Chi è Fabio Rovazzi? Uno youtuber da milioni di visualizzazioni, un cantante da ben undici dischi di platino (senza aver mai pubblicato un album), un attore in erba (dal 18 gennaio nelle sale cinematografiche con il film Il vegetale, distribuito da The Walt Disney Company).
La carriera di Rovazzi inizia sul web, realizza sketch per Youtube e si confonde, senza eccessiva fatica, in mezzo a centinaia di altri giovani youtuber come lui, a proprio agio davanti alla telecamera di uno smartphone e pronti a inondare i social network di brevi video comici, spesso ironici e dissacratori.
Ma il successo, per il giovane milanese, arriva nel 2016, quando pubblica la hit estiva Andiamo a comandare, che – ad oggi – è stata certificata cinque volte disco di platino. Seguono Tutto molto interessante e Volare, che lo vede collaborare al fianco di Gianni Morandi. E adesso tocca al cinema: dal 18 gennaio, come anticipato, Rovazzi sarà il protagonista de Il vegetale, un film di Gennaro Nunziante.
Sorge spontaneo porsi una domanda: ma Rovazzi è un artista? È difficile trovare una risposta che non finisca per scontentare qualcuno. Rovazzi è figlio di questi tempi, è incontestabile, questa è la sola verità che esista. E ne è persino l’emblema.
Mi amareggia ammetterlo, ma la nostra società – compromessa com’è – permette un fenomeno per me inconcepibile: consente a chiunque di improvvisarsi artista.

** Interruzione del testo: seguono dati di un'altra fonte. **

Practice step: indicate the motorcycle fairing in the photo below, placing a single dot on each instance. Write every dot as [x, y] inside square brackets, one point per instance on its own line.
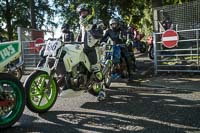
[75, 55]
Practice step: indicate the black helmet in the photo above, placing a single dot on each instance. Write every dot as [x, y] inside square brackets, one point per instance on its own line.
[65, 28]
[112, 22]
[83, 7]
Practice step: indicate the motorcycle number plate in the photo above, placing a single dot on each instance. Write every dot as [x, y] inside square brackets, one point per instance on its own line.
[51, 48]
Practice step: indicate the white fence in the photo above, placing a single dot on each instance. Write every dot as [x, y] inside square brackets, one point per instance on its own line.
[182, 58]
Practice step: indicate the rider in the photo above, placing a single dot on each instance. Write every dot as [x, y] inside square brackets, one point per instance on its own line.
[67, 34]
[118, 36]
[87, 23]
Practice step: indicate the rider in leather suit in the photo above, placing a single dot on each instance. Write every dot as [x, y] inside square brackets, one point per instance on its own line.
[86, 14]
[67, 34]
[118, 36]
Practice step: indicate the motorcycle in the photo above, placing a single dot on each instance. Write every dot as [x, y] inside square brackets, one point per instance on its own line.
[42, 85]
[118, 66]
[12, 93]
[150, 48]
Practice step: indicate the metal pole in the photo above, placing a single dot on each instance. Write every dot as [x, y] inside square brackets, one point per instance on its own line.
[19, 33]
[155, 53]
[197, 37]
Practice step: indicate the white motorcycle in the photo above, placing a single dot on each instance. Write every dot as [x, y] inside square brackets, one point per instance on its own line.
[42, 86]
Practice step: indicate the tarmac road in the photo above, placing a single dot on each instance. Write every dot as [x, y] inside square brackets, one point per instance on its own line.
[149, 104]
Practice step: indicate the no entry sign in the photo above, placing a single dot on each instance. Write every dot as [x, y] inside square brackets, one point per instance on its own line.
[170, 38]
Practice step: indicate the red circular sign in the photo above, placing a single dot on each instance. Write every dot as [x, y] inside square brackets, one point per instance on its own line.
[38, 41]
[170, 38]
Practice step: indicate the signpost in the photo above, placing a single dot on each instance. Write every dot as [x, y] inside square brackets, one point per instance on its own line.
[170, 38]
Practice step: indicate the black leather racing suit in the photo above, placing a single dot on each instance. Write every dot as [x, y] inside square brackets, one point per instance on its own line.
[117, 38]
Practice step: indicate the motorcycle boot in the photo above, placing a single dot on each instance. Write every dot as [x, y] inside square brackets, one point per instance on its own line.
[97, 72]
[102, 95]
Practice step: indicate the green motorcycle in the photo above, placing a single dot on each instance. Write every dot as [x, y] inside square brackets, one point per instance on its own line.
[12, 93]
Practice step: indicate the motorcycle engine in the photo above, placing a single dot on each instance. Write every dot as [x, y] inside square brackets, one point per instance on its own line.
[79, 77]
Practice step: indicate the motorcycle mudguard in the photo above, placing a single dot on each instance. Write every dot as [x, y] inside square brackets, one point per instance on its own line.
[75, 55]
[44, 68]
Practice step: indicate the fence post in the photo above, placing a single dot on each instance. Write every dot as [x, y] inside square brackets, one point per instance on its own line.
[154, 53]
[19, 33]
[197, 37]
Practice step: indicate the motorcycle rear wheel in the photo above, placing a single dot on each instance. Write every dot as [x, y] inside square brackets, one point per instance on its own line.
[40, 98]
[12, 100]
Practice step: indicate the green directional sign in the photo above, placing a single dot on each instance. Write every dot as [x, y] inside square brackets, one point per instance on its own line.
[8, 50]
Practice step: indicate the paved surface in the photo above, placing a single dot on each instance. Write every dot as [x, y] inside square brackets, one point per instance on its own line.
[168, 103]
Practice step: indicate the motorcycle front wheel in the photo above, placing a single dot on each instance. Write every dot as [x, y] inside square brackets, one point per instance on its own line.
[41, 92]
[12, 100]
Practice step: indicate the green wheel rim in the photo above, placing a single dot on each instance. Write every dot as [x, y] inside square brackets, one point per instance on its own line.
[42, 97]
[14, 110]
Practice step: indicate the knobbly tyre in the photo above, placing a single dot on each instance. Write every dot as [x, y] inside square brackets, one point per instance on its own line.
[12, 93]
[42, 85]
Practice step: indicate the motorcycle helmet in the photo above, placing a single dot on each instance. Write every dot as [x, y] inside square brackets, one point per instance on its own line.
[65, 28]
[113, 24]
[83, 7]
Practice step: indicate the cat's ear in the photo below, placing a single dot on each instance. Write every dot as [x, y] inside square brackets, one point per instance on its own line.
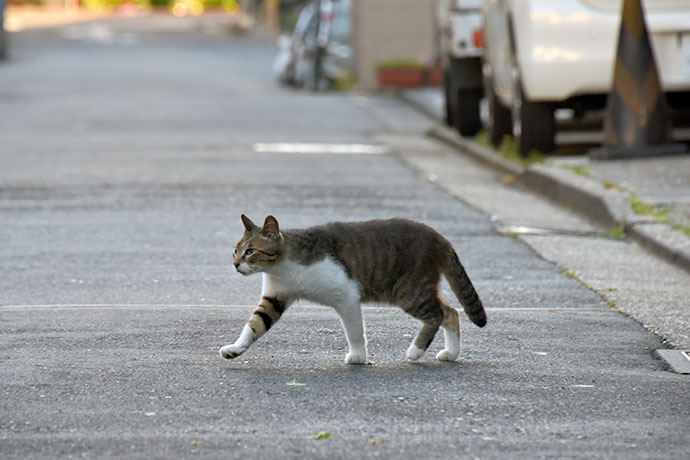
[270, 227]
[249, 226]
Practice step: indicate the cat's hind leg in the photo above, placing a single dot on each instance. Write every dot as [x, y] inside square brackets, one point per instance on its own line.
[451, 333]
[430, 313]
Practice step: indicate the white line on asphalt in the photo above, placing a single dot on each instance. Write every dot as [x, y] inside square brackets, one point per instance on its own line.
[174, 306]
[313, 148]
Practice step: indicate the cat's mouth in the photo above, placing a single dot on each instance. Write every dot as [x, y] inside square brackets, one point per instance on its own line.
[245, 270]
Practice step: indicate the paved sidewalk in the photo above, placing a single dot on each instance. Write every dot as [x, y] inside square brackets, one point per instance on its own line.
[647, 198]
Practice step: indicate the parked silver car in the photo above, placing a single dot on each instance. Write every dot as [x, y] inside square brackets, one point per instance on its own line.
[318, 52]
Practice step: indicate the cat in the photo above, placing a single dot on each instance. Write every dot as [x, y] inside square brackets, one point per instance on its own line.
[343, 264]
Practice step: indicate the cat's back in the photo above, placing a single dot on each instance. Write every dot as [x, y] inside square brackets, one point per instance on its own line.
[375, 253]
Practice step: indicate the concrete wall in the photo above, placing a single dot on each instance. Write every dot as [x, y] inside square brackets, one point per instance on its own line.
[389, 29]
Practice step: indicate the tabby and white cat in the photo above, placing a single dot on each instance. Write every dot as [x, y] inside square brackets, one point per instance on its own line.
[396, 261]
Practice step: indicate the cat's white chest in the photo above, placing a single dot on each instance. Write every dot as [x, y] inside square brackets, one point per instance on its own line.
[325, 282]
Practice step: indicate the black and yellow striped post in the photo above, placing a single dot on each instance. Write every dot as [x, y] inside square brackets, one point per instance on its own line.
[637, 121]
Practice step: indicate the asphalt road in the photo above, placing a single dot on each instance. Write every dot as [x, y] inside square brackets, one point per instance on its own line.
[127, 157]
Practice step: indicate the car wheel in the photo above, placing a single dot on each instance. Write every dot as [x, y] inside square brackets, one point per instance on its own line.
[467, 119]
[498, 120]
[449, 116]
[534, 125]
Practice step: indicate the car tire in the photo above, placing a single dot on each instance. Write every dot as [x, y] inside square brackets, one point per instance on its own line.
[462, 97]
[498, 120]
[467, 120]
[449, 116]
[534, 125]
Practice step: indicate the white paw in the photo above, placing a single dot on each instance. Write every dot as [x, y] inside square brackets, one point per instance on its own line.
[414, 353]
[356, 357]
[445, 355]
[232, 351]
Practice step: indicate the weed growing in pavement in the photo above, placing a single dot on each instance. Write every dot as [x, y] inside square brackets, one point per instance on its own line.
[617, 232]
[640, 207]
[580, 170]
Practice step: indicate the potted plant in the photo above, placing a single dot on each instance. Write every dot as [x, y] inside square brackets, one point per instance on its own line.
[401, 73]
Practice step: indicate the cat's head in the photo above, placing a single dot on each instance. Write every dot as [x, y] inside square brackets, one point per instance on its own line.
[259, 247]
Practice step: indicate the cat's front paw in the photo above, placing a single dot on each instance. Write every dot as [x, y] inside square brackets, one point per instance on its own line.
[356, 357]
[414, 353]
[232, 351]
[445, 355]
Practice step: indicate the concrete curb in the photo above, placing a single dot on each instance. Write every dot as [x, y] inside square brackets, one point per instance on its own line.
[606, 206]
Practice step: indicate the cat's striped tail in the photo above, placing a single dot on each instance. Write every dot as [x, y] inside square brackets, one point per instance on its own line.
[462, 287]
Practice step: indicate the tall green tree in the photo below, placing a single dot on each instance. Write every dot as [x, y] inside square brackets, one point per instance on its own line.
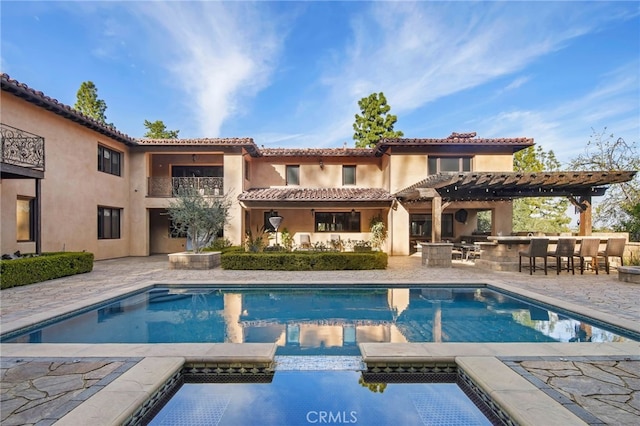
[539, 214]
[157, 130]
[375, 122]
[619, 209]
[87, 102]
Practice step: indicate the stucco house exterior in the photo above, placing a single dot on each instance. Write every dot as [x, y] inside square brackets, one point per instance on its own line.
[70, 183]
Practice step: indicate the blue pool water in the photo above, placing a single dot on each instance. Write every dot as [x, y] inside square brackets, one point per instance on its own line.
[330, 321]
[326, 397]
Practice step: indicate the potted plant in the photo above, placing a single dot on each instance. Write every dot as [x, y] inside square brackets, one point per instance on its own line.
[378, 232]
[201, 218]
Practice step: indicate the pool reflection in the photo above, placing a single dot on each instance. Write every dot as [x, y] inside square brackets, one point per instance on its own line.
[319, 320]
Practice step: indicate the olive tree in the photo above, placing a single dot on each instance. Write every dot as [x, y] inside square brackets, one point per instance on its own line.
[199, 216]
[619, 209]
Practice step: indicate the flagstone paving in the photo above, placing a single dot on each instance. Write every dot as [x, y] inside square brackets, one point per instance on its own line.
[39, 391]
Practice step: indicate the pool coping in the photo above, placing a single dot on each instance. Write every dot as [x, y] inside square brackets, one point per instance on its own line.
[119, 400]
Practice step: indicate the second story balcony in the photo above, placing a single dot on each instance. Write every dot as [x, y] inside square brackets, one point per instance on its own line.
[167, 187]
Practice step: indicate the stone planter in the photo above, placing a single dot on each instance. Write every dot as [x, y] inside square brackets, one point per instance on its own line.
[629, 274]
[190, 260]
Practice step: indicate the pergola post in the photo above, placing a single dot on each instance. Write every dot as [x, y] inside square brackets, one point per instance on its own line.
[585, 217]
[436, 219]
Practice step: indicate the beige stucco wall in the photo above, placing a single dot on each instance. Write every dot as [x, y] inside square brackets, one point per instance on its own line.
[268, 171]
[493, 163]
[72, 189]
[405, 170]
[233, 178]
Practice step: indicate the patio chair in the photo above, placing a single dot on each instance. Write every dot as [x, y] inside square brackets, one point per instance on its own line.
[305, 241]
[565, 248]
[537, 248]
[614, 248]
[588, 250]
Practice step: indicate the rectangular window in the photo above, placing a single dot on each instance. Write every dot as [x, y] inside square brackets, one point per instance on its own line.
[108, 223]
[175, 232]
[337, 221]
[268, 227]
[25, 219]
[348, 175]
[448, 164]
[293, 175]
[109, 161]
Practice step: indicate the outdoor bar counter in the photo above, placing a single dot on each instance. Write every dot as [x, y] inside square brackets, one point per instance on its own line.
[500, 253]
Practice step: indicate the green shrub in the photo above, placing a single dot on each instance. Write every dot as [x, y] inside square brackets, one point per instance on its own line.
[48, 266]
[303, 261]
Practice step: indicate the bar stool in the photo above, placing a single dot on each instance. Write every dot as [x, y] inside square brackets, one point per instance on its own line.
[537, 248]
[565, 248]
[588, 249]
[614, 248]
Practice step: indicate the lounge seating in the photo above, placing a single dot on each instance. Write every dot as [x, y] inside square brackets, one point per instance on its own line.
[614, 248]
[588, 250]
[565, 248]
[537, 248]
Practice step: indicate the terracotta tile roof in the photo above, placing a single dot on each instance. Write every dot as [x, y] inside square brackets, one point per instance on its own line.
[453, 139]
[40, 99]
[315, 194]
[316, 152]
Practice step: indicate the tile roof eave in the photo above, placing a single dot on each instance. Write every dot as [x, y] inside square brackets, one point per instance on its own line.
[38, 98]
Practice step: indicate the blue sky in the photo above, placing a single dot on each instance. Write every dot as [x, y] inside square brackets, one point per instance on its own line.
[290, 74]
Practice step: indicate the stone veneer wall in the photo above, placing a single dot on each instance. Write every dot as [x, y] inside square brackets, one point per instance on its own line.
[187, 260]
[436, 255]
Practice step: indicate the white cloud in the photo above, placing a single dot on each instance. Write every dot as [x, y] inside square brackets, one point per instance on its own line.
[221, 53]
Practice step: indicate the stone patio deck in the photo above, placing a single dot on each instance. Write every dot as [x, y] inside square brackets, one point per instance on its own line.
[542, 384]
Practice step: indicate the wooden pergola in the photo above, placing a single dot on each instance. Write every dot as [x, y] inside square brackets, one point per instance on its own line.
[578, 186]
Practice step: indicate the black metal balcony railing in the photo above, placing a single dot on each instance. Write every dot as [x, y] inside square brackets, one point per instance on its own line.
[169, 187]
[20, 148]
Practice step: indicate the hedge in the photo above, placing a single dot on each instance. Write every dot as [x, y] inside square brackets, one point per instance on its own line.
[48, 266]
[303, 261]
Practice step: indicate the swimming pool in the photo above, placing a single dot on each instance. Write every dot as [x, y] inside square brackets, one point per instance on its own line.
[320, 397]
[318, 320]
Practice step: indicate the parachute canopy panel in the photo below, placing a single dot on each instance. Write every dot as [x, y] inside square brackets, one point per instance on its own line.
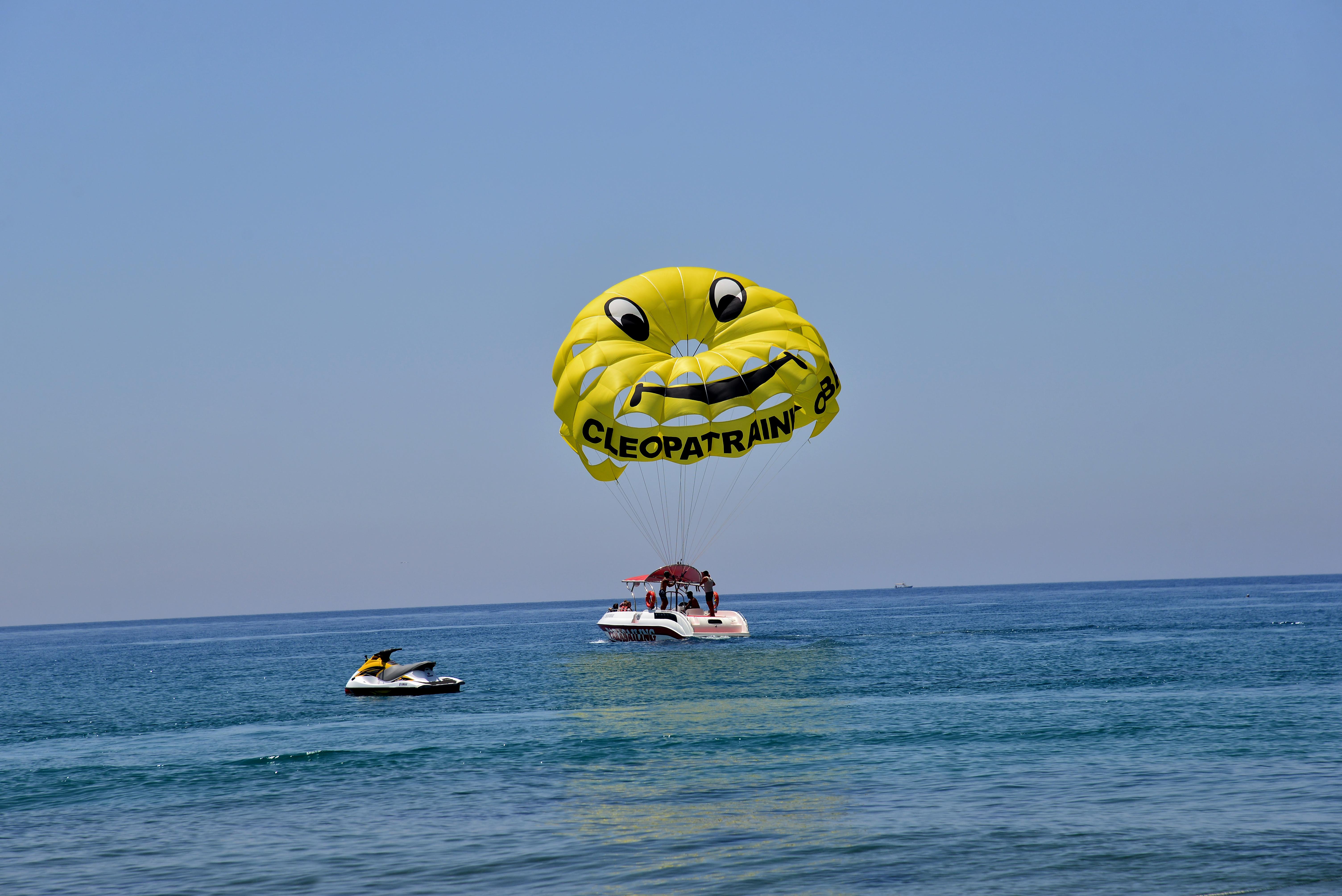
[685, 364]
[688, 391]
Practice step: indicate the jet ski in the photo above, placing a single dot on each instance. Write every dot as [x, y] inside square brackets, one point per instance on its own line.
[380, 677]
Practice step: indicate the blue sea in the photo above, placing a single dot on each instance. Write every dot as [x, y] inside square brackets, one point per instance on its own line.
[1159, 738]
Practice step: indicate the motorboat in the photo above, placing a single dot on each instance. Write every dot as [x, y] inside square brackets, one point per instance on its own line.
[680, 620]
[380, 677]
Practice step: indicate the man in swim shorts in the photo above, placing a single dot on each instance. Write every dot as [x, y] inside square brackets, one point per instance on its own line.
[710, 597]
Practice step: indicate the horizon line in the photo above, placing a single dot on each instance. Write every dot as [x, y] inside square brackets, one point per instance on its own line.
[567, 600]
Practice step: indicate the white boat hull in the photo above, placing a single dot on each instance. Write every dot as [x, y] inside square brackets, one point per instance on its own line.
[670, 626]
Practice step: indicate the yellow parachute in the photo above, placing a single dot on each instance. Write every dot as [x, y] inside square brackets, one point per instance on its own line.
[688, 364]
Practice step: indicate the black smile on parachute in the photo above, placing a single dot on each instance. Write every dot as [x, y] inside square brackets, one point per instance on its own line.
[719, 391]
[686, 364]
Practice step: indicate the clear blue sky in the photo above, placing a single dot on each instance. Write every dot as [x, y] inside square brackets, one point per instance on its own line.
[281, 286]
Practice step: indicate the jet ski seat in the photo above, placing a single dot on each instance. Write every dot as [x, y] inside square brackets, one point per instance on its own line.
[392, 673]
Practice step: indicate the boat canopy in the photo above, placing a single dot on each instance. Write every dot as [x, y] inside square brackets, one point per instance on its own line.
[681, 575]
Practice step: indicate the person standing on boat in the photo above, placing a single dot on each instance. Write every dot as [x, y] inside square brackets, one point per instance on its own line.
[710, 597]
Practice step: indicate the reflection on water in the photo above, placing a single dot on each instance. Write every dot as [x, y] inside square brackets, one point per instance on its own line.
[713, 780]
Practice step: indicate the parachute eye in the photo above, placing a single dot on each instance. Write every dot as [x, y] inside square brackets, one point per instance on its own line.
[629, 317]
[727, 298]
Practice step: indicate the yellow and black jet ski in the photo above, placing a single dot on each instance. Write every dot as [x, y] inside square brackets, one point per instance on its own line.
[380, 677]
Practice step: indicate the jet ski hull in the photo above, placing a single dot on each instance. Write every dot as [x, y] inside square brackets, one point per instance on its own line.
[404, 689]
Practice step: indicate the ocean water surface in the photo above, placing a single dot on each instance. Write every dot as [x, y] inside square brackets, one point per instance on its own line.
[1159, 738]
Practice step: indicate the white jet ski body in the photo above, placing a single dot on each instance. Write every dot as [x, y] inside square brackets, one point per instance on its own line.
[379, 677]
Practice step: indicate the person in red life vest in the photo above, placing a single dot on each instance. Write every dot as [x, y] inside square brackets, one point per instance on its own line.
[710, 597]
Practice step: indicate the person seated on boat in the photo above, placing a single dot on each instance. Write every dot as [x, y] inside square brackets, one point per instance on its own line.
[710, 597]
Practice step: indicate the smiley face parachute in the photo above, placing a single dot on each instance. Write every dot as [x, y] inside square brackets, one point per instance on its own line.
[688, 391]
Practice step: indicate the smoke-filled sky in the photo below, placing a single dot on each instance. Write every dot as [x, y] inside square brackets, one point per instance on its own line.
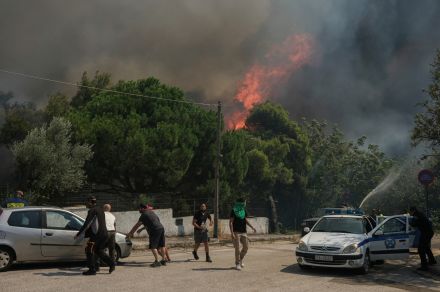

Chi nasce youtuber, può ritrovarsi tra gli scaffali di una libreria o in cima ad una classifica di hit, su uno schermo cinematografico o su un’isola deserta.
E quando parlo di prodotti – se serve ancora chiarirlo – non mi riferisco affatto a oggetti materiali, ma a persone. Rovazzi è un prodotto perfetto: ha un imponente seguito sui social, quindi è spendibile sul mercato, lo dimostra il successo dei suoi brani, primi in classifica per settimane intere, e lo dimostrerà – ne sono convinto – il film che, tra pochi giorni, lo vedrà protagonista.
Artisti si nasce e non si diventa, un’arte può essere perfezionata ma non certamente improvvisata: questa convinzione muore inesorabilmente quando Rovazzi (o chi come lui) diventa uno dei nomi più richiesti e passati dai network radiofonici.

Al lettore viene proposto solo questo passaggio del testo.